Lutte contre la toxicomanie Un fléau banalisé
Publié par hammar le Mai 28 2009 10:46:23
La toxicomanie touche 5% de la population mondiale, dont 34 millions pour le seul continent africain et 20 millions dans le monde arabe...

Nouvelles étendues

La toxicomanie touche 5% de la population mondiale, dont 34 millions pour le seul continent africain et 20 millions dans le monde arabe.

Chiffres effrayants, avancés par Dr Nourreddine Mezhoud, enseignant à l’institut de psychologie, sis à la nouvelle ville Ali Mendjli, lors d’une conférence-débat organisée mercredi dernier par l’unité de psychologique et l’association des psychologues de la wilaya de Constantine.

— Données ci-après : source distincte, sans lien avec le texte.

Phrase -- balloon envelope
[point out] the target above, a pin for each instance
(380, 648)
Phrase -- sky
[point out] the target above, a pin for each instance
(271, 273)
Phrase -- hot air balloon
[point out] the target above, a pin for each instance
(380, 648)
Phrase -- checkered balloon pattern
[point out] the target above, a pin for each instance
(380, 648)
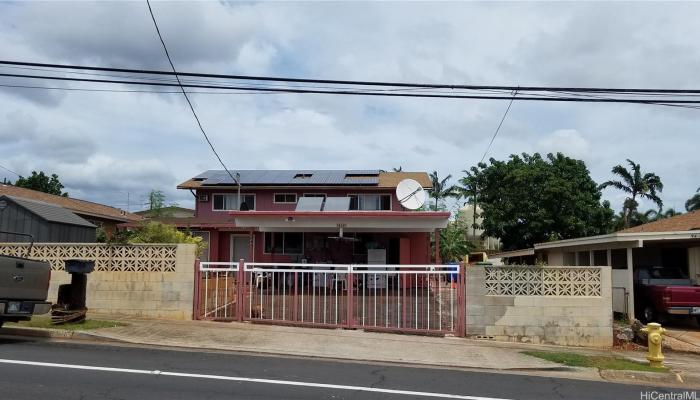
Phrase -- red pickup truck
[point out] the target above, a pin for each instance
(660, 292)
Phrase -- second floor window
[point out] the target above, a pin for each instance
(285, 198)
(226, 202)
(370, 202)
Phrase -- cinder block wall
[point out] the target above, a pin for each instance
(561, 320)
(142, 294)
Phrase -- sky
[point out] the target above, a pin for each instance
(114, 148)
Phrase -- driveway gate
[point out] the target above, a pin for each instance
(406, 298)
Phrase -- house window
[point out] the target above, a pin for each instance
(284, 198)
(291, 243)
(226, 202)
(370, 202)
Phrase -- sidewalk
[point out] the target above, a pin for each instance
(359, 346)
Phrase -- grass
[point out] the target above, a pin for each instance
(45, 323)
(600, 362)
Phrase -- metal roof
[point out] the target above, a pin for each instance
(291, 177)
(49, 212)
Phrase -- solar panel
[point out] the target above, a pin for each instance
(309, 204)
(337, 204)
(287, 177)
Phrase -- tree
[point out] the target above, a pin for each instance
(529, 199)
(156, 232)
(156, 202)
(637, 185)
(42, 183)
(441, 189)
(469, 189)
(693, 203)
(453, 241)
(655, 215)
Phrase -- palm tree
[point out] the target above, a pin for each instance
(693, 203)
(637, 185)
(441, 189)
(469, 189)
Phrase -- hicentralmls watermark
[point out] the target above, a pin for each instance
(680, 395)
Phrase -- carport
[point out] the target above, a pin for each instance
(672, 243)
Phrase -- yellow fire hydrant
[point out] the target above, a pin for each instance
(654, 333)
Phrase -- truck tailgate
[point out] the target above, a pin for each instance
(684, 296)
(23, 279)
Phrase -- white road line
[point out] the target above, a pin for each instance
(243, 379)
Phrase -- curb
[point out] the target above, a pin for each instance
(55, 334)
(670, 378)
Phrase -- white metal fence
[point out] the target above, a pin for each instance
(383, 297)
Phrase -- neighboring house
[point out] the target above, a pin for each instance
(668, 243)
(98, 214)
(466, 214)
(167, 212)
(313, 216)
(44, 222)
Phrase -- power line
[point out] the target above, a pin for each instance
(126, 91)
(184, 93)
(349, 82)
(663, 102)
(498, 128)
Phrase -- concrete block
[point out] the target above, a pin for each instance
(499, 300)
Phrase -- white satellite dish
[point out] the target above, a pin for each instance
(410, 194)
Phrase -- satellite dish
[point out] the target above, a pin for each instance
(410, 194)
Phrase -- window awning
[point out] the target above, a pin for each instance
(350, 221)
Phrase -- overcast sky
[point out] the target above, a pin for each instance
(105, 145)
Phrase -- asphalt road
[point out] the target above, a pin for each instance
(32, 370)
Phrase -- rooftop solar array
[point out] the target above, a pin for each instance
(337, 204)
(291, 177)
(309, 204)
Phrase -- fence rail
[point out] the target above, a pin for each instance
(420, 298)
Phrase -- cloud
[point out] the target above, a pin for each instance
(567, 141)
(130, 142)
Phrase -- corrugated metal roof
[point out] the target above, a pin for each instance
(291, 177)
(50, 212)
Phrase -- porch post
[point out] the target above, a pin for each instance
(196, 301)
(437, 247)
(251, 245)
(630, 282)
(240, 289)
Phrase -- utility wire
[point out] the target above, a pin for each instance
(184, 93)
(356, 83)
(181, 85)
(498, 128)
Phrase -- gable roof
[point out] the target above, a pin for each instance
(49, 212)
(689, 221)
(368, 178)
(82, 207)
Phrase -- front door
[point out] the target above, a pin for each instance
(240, 248)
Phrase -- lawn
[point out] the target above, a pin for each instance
(45, 322)
(600, 362)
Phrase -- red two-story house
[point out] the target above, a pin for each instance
(314, 216)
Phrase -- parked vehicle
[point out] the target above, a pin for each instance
(24, 286)
(660, 292)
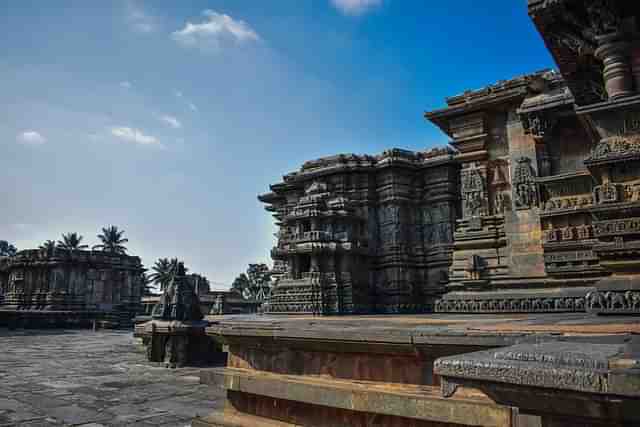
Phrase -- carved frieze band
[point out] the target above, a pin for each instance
(617, 227)
(511, 305)
(579, 232)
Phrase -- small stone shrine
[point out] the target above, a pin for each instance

La communication, abritée par la salle Rezik Kacem du CHU Benbadis, a eu pour thème « La toxicomanie ». Ce fléau, « qui ravage notre pays », est complètement absent des statistiques algériennes, selon le conférencier, qui déclare à ce sujet : « Je n’ai pas de statistiques relatives à ce sujet ; l’Algérie est le seul pays qui ne divulgue pas de chiffres concernant ses maux sociaux. » « Tout va bien chez nous, ajoute-t-il avec dérision, il n’y a ni drogue, ni sida, ni prostitution… il y a de la récupération politicienne ! » L’interlocuteur précisera que la toxicomanie est un problème de santé publique en Algérie, affirmant que les dealers sévissent devant les écoles et dans les quartiers au vu et au su de tous.

Il évoquera différentes formes de toxicomanie, en particulier celle touchant les jeunes, frange vulnérable face aux problèmes affectifs, chocs psychologiques, tabous et interdits... ils se droguent avec des détergents, de la colle, des cachets, du kif… « Nous assistons à une banalisation dramatique des fléaux sociaux, dès lors que la société est menacée dans ses fondations mêmes ; la drogue enrichit des individus sans foi ni loi et tue nos enfants », poursuit-il. D’autre part, des centres de désintoxication, au nombre de 53, devront voir le jour au niveau du territoire national, comme assuré par Dr Sadek Benouakta, psychiatre à l’hôpital de Djebel Ouahch. D’après ce dernier, deux centres sont en projet, un à Constantine et le 2e à El Khroub. Toutefois, aucune précision n’a été donnée à ce propos. Le conférencier, Dr Nourreddine Mezhoud, rappellera qu’ « il ne faut pas se leurrer à attendre la réalisation de ces centres, il faut agir d’urgence ».

Il préconisera « la création d’appartements avec cycles de formation, la prévention et la sensibilisation au niveau des quartiers via les associations ». Ces interventions ont été suivies par un débat, entre autres, le témoignage d’un homme de 37 ans qui parlera courageusement de ses tourments d’ancien drogué, et de sa guérison, grâce à sa volonté de s’en sortir et l’aide de certains psychothérapeutes au niveau local.